Was ist Exhibitionismus?
„Exhibitionismus (lat. exhibere = zeigen) ist eine Sexualpräferenz, bei der durch Entblößung der sonst verdeckten Schamteile (Genitalien, Brüste) oder mit sexuellen Aktivitäten vor der Öffentlichkeit sexuelle Lust gewonnen werden soll“, wird in wikipedia recht neutral formuliert. Nicht immer ist es der Mann mit dem ausgebreiteten Mantel, wie er in Karikaturen gerne verwendet wird: Es gibt auch Exhibitionistinnen, wenn auch sehr selten.
Exhibitionismus ist strafbar
Das Strafgesetzbuch kennt den weiblichen Exhibitionismus allerdings nicht: Der §183 StGB spricht explizit nur von Männern: „(1) Ein Mann, der eine andere Person durch eine exhibitionistische Handlung belästigt, wird mit Freiheitsstrafe bis zu einem Jahr oder mit Geldstrafe bestraft.“ Höhere Strafen stehen im Raum, wenn sich der Exhibitionist vor Kindern zeigt: Hier ist der §176 StGB anwendbar, der eine Mindeststrafe von einem Jahr Gefängnis vorsieht.

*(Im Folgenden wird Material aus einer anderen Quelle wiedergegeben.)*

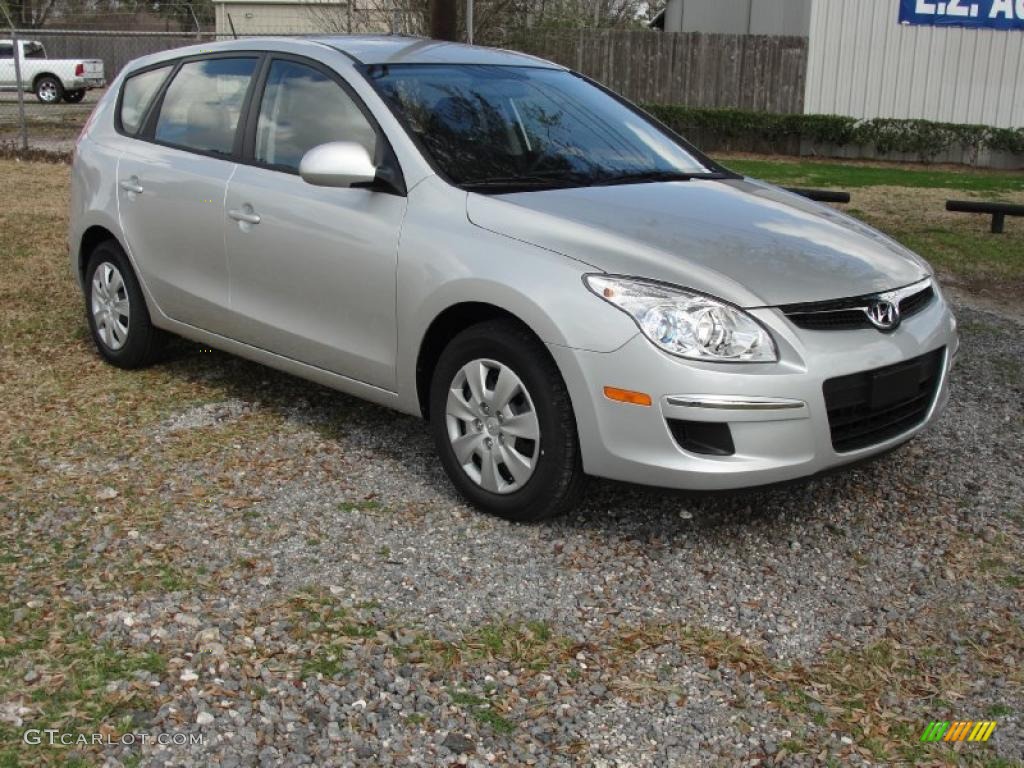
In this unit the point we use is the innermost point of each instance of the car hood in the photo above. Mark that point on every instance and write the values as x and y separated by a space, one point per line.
740 240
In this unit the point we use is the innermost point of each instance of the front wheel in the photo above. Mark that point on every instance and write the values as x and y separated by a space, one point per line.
503 423
119 321
49 90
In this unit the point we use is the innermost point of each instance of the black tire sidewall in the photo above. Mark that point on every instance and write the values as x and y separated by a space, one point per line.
140 332
59 90
558 451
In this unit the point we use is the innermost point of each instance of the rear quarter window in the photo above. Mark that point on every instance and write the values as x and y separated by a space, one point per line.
136 95
202 105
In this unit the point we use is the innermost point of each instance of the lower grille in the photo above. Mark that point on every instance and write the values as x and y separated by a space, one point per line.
872 407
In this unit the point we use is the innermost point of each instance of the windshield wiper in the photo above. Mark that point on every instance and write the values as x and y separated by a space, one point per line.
652 176
522 182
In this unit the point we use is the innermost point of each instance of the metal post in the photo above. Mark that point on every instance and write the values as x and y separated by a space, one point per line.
20 93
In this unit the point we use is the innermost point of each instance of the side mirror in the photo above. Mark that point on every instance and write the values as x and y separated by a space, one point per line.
337 164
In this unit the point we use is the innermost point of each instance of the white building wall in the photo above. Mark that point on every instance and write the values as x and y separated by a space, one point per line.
862 62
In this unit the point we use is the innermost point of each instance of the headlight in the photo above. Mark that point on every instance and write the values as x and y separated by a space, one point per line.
687 324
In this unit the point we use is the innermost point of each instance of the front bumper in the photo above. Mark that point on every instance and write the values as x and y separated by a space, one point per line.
776 412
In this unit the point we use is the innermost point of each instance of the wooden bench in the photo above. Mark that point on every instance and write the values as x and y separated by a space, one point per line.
998 211
820 196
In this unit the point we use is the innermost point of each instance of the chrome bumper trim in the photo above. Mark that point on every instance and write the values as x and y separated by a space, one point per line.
725 402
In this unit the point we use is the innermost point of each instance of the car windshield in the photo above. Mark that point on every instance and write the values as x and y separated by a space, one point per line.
491 127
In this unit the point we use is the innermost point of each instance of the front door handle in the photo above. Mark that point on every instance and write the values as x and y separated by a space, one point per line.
246 215
131 184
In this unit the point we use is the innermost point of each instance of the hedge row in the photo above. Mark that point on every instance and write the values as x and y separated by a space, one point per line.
921 137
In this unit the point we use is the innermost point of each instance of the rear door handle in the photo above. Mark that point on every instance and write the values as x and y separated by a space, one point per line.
246 216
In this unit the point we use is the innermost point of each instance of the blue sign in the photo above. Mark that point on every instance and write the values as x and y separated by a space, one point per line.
988 14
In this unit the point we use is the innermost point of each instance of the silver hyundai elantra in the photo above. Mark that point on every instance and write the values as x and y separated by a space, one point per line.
558 283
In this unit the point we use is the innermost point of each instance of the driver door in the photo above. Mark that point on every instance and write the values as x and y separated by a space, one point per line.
312 268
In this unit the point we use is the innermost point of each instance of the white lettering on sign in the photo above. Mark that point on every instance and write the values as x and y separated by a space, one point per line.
1003 8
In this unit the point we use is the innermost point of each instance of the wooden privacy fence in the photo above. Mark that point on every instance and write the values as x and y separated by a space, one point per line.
750 72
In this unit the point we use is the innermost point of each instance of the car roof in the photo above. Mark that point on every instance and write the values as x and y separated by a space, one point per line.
361 49
378 49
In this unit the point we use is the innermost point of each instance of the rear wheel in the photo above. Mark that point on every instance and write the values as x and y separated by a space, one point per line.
48 89
119 321
503 423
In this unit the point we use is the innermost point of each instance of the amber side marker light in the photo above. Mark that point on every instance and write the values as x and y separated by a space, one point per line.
627 395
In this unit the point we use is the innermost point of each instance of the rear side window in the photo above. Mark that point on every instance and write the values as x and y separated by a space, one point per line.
301 109
202 104
138 92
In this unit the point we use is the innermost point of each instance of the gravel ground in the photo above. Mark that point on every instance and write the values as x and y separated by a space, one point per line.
334 603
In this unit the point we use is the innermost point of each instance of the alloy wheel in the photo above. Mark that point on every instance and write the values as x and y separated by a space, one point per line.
493 426
110 305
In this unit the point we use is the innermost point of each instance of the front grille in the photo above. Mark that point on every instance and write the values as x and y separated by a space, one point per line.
872 407
845 314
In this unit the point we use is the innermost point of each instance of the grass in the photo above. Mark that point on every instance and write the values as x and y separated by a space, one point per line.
857 175
57 398
908 204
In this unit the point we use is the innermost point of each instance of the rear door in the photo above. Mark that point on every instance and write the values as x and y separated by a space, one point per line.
172 182
312 268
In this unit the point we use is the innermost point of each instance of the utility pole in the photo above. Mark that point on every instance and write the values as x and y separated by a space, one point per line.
17 79
442 19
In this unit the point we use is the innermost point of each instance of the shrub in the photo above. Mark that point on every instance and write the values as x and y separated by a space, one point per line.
922 137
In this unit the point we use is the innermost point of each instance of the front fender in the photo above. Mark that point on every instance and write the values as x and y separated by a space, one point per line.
444 260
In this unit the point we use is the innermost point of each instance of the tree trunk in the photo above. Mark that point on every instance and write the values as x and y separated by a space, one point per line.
442 19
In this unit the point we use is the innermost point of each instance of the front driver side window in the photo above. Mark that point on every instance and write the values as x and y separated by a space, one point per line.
301 109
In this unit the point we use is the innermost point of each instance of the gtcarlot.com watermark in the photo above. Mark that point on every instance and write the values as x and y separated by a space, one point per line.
55 737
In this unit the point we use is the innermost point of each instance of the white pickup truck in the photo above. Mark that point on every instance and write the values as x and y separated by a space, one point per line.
50 79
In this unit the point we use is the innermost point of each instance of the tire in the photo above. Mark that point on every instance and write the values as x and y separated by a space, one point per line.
49 90
480 422
116 311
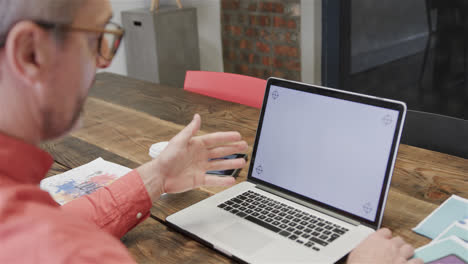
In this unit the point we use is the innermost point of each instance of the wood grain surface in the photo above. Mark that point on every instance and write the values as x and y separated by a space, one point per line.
123 117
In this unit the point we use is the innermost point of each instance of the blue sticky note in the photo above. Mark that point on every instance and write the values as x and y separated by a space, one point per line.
449 248
453 209
458 229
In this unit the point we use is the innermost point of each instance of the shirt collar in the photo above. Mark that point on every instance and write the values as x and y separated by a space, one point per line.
21 162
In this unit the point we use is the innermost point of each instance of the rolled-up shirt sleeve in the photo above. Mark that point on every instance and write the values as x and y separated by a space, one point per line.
116 208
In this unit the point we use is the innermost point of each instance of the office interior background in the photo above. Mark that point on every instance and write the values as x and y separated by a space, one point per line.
414 51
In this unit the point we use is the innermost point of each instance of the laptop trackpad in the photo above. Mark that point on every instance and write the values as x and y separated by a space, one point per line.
243 237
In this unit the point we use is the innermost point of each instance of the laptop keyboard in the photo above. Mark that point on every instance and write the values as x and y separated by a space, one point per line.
311 231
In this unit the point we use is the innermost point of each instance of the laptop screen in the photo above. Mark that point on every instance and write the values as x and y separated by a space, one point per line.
328 149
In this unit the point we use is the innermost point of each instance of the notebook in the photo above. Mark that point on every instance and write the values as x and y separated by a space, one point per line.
318 180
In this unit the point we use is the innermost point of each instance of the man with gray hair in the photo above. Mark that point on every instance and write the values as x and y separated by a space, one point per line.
49 53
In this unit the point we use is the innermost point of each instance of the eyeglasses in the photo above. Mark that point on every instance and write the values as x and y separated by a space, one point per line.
110 37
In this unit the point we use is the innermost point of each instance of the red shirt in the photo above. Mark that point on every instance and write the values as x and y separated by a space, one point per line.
35 229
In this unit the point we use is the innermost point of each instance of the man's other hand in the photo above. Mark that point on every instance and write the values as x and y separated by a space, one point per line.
381 248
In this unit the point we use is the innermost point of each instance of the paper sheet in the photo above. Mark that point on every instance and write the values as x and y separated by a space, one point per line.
82 180
458 229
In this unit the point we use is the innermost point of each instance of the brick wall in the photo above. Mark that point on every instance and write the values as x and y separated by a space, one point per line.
261 38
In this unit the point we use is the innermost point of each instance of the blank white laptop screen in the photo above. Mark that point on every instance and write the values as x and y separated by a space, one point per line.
330 150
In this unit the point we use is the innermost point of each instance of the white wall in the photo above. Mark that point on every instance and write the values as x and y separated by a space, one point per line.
209 29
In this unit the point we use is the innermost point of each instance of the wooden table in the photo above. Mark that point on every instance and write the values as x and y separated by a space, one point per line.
123 117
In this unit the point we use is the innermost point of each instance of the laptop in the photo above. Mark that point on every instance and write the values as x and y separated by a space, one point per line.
318 180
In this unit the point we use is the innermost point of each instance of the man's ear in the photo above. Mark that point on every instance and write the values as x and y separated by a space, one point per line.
29 50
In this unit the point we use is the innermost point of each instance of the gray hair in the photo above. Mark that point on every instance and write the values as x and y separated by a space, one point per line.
53 11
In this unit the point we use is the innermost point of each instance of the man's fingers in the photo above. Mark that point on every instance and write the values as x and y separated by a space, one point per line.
226 164
218 152
219 138
190 130
384 232
212 180
407 251
398 241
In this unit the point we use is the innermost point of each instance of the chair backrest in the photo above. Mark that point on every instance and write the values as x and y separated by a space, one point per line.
436 132
231 87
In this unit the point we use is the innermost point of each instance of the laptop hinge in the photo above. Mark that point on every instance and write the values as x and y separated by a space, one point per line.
309 205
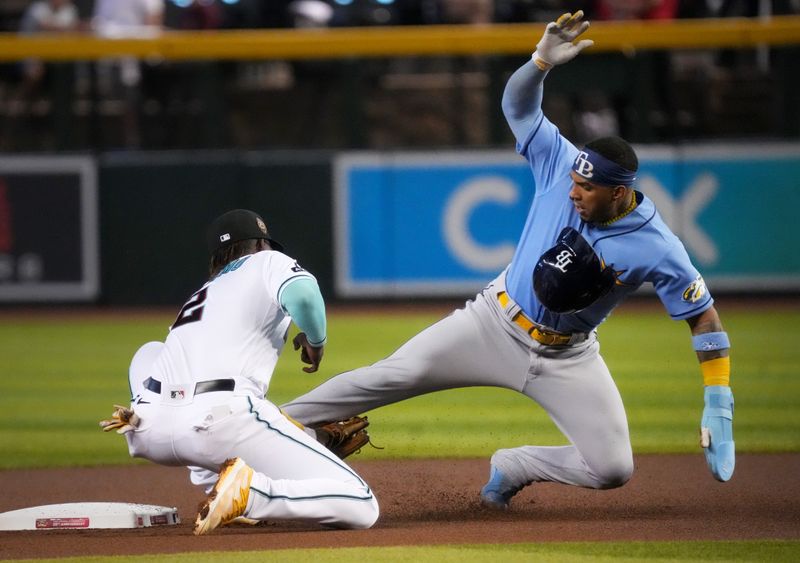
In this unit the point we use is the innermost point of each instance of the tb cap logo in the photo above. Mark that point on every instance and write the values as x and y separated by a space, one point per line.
563 259
583 166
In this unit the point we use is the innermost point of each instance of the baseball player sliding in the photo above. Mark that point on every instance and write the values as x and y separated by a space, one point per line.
198 398
590 239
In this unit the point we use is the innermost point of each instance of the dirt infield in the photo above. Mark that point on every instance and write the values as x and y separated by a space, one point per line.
432 502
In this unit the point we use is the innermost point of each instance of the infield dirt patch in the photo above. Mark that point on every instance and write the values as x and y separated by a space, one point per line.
432 502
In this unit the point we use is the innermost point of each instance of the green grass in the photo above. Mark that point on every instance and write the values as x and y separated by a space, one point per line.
654 552
59 376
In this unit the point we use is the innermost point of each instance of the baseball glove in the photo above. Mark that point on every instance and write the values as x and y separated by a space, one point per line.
123 420
344 437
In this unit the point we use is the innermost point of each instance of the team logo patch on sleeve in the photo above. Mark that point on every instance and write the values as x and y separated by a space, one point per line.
695 291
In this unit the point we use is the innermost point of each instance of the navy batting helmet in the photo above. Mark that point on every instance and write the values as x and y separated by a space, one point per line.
570 276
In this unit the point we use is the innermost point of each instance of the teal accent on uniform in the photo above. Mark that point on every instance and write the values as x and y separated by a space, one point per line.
711 341
302 300
332 458
232 266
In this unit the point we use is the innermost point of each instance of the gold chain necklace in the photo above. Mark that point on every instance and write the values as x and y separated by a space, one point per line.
630 208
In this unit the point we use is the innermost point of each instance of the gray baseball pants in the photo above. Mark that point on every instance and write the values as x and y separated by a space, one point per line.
480 346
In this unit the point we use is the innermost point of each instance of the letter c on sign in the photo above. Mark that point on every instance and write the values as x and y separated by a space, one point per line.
455 224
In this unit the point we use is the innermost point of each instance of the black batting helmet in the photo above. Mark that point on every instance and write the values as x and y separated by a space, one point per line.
570 276
236 225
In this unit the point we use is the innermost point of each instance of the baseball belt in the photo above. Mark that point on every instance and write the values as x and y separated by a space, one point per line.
200 387
537 332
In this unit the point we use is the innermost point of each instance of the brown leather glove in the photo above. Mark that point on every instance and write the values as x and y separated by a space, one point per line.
344 437
123 420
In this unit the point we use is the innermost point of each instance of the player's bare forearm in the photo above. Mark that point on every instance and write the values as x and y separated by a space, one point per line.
706 322
522 97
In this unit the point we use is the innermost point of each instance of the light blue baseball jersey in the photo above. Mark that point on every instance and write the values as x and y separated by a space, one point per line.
640 247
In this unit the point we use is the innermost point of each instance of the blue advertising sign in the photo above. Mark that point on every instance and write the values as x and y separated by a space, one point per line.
444 224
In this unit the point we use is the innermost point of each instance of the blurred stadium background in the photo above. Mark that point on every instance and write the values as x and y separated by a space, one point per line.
369 134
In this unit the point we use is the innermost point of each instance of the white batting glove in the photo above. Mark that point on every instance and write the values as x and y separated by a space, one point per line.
557 45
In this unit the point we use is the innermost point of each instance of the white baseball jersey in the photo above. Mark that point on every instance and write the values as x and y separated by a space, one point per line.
234 325
200 396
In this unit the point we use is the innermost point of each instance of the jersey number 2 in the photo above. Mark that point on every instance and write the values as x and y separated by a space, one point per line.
193 310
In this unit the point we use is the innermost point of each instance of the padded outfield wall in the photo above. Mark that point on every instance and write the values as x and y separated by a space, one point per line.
128 229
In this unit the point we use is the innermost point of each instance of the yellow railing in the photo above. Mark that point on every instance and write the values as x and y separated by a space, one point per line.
402 41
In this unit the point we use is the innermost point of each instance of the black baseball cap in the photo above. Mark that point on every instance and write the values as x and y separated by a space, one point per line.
236 225
570 276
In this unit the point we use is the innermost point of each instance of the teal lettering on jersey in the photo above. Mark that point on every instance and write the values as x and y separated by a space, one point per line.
234 265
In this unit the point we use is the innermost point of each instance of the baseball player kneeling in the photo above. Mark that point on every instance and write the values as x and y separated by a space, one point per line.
589 241
198 397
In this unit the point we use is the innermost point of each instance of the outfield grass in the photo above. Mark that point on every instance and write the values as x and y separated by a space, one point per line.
572 552
59 375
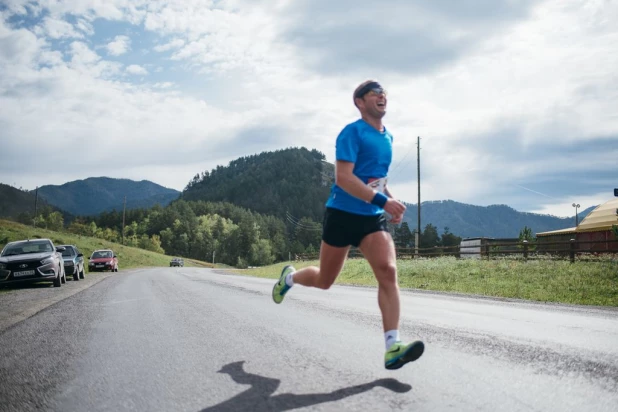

Ursachen vielschichtig und ziemlich unklar
Über die Gründe, die dazu führen, dass sich jemand vor anderen Menschen entblößt, sind sich die Psychologen nicht einig. Einige gehen davon aus, dass Exhibitionismus eine Ausweichhandlung als Folge einer „Reifungskrise“ ist, andere sprechen sehr schwammig von einem zwanghaften Verhalten, durch das sich der Täter von einer psychischen Spannungssituation befreit. Und wieder andere ziehen den ebenfalls nicht scharf definierten Begriff „Minderwertigkeitskomplex“ heran, der sich in „Schüchternheit, Scham, geringem Selbstwertgefühl, Schwierigkeiten bei der Gründung romantischer Beziehungen mit den Menschen des anderen Geschlechts“ manifestieren soll.
Schon aus dieser Beschreibung geht hervor, dass exhibitionistische Handlungen normalerweise nicht einmalig sind. Viele Täter entblößen sich nur während einer Lebensphase, andere tun dies dauerhaft. Viele Männer, die durch exhibitionistische Taten aufgefallen sind, zeichnen sich dadurch aus, dass sie auf der anderen Seite ein äußerst angepasstes Leben führen und meist in einer nach außen hin intakten Familiengemeinschaft leben.
Keine einheitliche Therapie
Wenn sich die Psychologen bei der Ursache der Krankheit – Exhibitionismus ist im ICD-System als Krankheit gelistet – schon nicht einig sind, kann es auch keine standardisierte Therapie geben. Diverse Arten der Psychotherapie, Selbsthilfegruppen oder die Gabe von Medikamenten aus der Klasse der SSRI, die auch oft gegen Depression eingesetzt werden, werden vorgeschlagen. In schweren Fällen werden antiandrogene Medikamente, die die Bildung von Testosteron und damit den Sexualtrieb unterdrücken sollen, angewendet.
Hohe Rückfallquote
Trotz medizinischer und psychotherapeutischer Behandlung wird über eine hohe Rückfallquote berichtet.
2018: Serientäter in Künzelsau
Zwischen Oktober und Dezember 2018 wurde ein Täter in Künzelsau mehrfach auffällig – der Polizei gelang es, den Mann zu ermitteln, die Staatsanwaltschaft klagte ihn wegen fünf nachgewiesener Fälle an. Am 2. Mai 2019 wurde der Mann, der damals im Hohenlohekreis wohnte, vom Amtsgericht Künzelsau zu einer Freiheitsstrafe von einem Jahr auf Bewährung verurteilt.